Liquids & Seasonings

  • 800 ml low-sodium vegetable broth
  • 30 ml apple cider vinegar
  • 15 g brown sugar
  • 2 g ground cinnamon
  • 1 g ground allspice
  • 1 g crushed red pepper flakes
  • 3 g salt

Garnish

  • 120 g low-fat plain yogurt, stirred until smooth
  • 5 g fresh dill, chopped

Nutrition (per serving)

181
Calories
5g
Protein
33g
Carbs
5g
Fat
6g
Fiber
21g
Sugar
957mg
Sodium

Method

01

Using a chef's knife, prepare all vegetables and apples. Heat the olive oil in a large pot over medium heat. Add the diced red onion and saute until softened and translucent, stirring occasionally.

5mLook for: onions are translucent and edges are slightly softened
02

Add the minced garlic, ground cinnamon, ground allspice, and crushed red pepper flakes to the pot. Cook until highly fragrant, stirring constantly to prevent the spices from burning.

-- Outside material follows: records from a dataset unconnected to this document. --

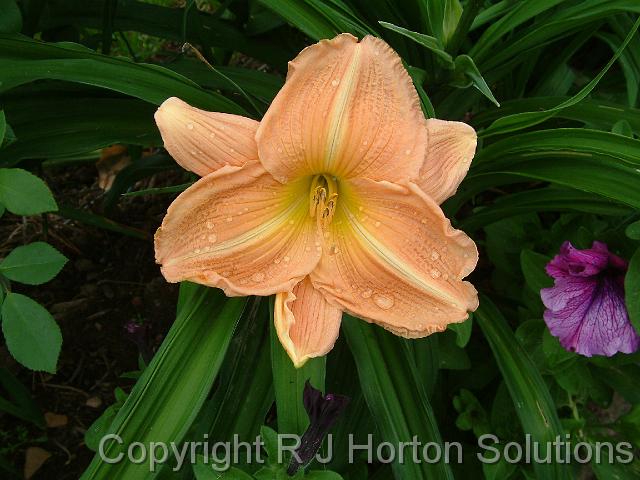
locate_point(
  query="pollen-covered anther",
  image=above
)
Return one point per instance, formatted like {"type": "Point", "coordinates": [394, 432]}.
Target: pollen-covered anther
{"type": "Point", "coordinates": [323, 198]}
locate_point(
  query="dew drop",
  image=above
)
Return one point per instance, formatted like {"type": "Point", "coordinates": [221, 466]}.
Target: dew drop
{"type": "Point", "coordinates": [383, 301]}
{"type": "Point", "coordinates": [257, 277]}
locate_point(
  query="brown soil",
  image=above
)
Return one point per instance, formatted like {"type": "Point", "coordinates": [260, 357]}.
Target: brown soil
{"type": "Point", "coordinates": [110, 280]}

1mLook for: spices are toasted and aromatic
03

Add the sliced red cabbage, chopped apples, vegetable broth, apple cider vinegar, brown sugar, and salt. Stir well to combine and bring the mixture to a boil at 100°C/212°F.

Look for: liquid is rapidly bubbling across the surface
04

Once boiling, reduce the heat to low. Cover the pot with a lid and simmer gently until the cabbage and apples are completely tender and falling apart.

30mFeel: cabbage offers no resistance when pressed with a wooden spoon
05

Remove the pot from the heat. Carefully use an immersion blender directly in the pot to puree the soup until smooth and velvety. If the soup is too thick, stir in a splash of warm water or additional broth.

3mLook for: soup is uniformly smooth with a vibrant purple-red colorFeel: velvety texture with no large chunks remaining
06

Use a ladle to divide the hot soup into warm bowls. Top each bowl with a dollop or swirl of low-fat yogurt and a sprinkle of fresh chopped dill.

Chef's Notes

  • Red cabbage gets its color from anthocyanins, which react to pH levels. Acidic environments (like vinegar and apples) keep it a beautiful ruby red, while alkaline environments turn it blue. Never skip the vinegar.
  • For the best texture, ensure your apples are completely peeled. Apple skin does not break down well when simmered and can leave a papery texture in the final puree.
  • Tempering your yogurt by mixing a tablespoon of the hot soup into the yogurt before swirling it into the bowl helps prevent it from breaking or separating.
  • This soup tastes significantly better the next day as the sweet, sour, and spicy notes have time to meld together in the refrigerator.

Storage

Refrigerator: 4 daysStore the soup and yogurt separately. The flavors will deepen overnight.

Freezer: 3 monthsFreeze without the yogurt garnish. Thaw overnight in the refrigerator before reheating.

Reheating: Warm gently over medium-low heat on the stovetop. Do not allow to boil vigorously if reheating with yogurt already mixed in.